Where I live, there’s a lot of this kind of gentle, gentle parenting. I get that it’s what works for some families, for who they are. It’s just not who I am, and its prevalance here makes me feel a little bad for my daughter. I mean, really, when she sees kids getting congratulated and rewarded out of tantrums, how can she not think me a bit of a monster? “Mom,” she said to me last week during one of her teary moments, “I feel like everyone else is important, like they ‘re all princesses or princes, and I’m not.”
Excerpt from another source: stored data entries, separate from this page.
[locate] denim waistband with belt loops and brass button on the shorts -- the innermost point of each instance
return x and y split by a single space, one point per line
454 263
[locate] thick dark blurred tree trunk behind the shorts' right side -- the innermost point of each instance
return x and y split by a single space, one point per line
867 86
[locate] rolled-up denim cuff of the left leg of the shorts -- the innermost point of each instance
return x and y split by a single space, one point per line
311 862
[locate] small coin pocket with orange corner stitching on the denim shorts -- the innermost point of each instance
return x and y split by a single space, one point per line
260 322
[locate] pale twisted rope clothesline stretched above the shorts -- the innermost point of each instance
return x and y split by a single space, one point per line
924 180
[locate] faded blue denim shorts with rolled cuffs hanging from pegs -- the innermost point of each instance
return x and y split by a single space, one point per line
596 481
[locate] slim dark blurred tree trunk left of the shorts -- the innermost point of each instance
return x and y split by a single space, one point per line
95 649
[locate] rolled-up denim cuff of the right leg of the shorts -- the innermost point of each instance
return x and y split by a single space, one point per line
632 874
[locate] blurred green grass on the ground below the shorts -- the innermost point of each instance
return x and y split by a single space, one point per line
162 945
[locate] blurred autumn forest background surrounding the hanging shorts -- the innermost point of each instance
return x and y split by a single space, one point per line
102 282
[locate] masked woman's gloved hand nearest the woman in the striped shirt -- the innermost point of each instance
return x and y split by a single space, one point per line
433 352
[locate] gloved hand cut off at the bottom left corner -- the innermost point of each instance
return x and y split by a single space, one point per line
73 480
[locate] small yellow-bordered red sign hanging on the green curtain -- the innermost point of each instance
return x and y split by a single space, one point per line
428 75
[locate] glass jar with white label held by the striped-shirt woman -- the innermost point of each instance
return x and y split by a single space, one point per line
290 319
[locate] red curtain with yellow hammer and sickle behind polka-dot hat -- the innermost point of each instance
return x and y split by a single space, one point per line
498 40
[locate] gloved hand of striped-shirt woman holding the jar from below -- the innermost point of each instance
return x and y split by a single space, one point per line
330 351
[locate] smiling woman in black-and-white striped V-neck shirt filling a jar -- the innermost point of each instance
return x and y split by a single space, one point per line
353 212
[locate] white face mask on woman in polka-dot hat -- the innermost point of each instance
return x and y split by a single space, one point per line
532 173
No kidding. How could I argue with that, since I always mean what I say when I say it’s time to go, while many of her friends’ moms cajole them with sing-song warnings of five more minutes, then okay another three minutes, and okay five more minutes, and finally how would you like to stop and get a muffin on the way home? How can I argue with her when I tell her she’s got her own legs, use them, while she sees other kids being lifted onto their parents’ strong hips and being told, yes, yes, honey, I’ll carry this beautiful artwork you made for me out of Q-tips and Elmer’s glue. How can I argue with her when she’s known me to threaten to confiscate her bike for a week if she won’t explain to me why her friend left their play date with hurt feelings, as opposed to lifting her up in my arms and offering to let her sleep in my bed, like so many moms I know would do?

I am not one of those soft, calm, tirelessly patient, endlessly understanding moms I see. I’m just not built that way. It’s not what makes sense in my order of things. I’m a little strict, a little tough-love, a little demanding, and a lot guilt-stricken about following my head when my heart just wants to relax, give the kid a break, she’s only five…only seven…then only thirteen. Then what? I’m doing what I think I ought to do, just like the next mom. If only I could do it like that ewe, not giving a crap what any other mom thinks, knowing no other mom thinks much about what I’m doing at all.